Run the following command to start Kafka and Zookeeper:
docker-compose up -d
Ensure Kafka is running on localhost:9092
.
You can create the required Kafka topics using the following command:
env $(cat .env | xargs) ./create-topics.sh
Navigate to the root directory and build all applications using Maven:
mvn clean install
This application processes GitHub metrics using Kafka Streams.
cd ../1-github-metrics-streams
mvn spring-boot:run
This application consumes GitHub account messages, retrieves commit data, and publishes commit messages to Kafka topics.
cd ../2-github-commits-publisher
mvn spring-boot:run
This application retrieves GitHub account data and publishes it to a Kafka topic.
cd 3-github-accounts-publisher
mvn spring-boot:run
You can check the logs of each application to ensure they are running correctly. You can also use a Kafka consumer to verify that messages are being published to the Kafka topics.

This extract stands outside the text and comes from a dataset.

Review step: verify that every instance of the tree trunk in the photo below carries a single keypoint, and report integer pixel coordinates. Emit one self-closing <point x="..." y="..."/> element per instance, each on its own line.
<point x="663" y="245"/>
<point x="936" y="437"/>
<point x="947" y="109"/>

- GitHub Accounts Publisher: Check the logs to ensure GitHub account data is being published to the Kafka topic.
- GitHub Commits Publisher: Verify that commit data is being consumed and published to the appropriate Kafka topics.
- GitHub Metrics Streams: Confirm that metrics are being processed and output as expected.
To stop the applications, press Ctrl+C
in each terminal where the applications are running.
To stop Kafka and Zookeeper, run:
docker-compose down
- Ensure all environment variables are correctly set in the
.env
file. - Verify that Kafka is running and accessible on
localhost:9092
. - Check the logs of each application for detailed error messages if something goes wrong.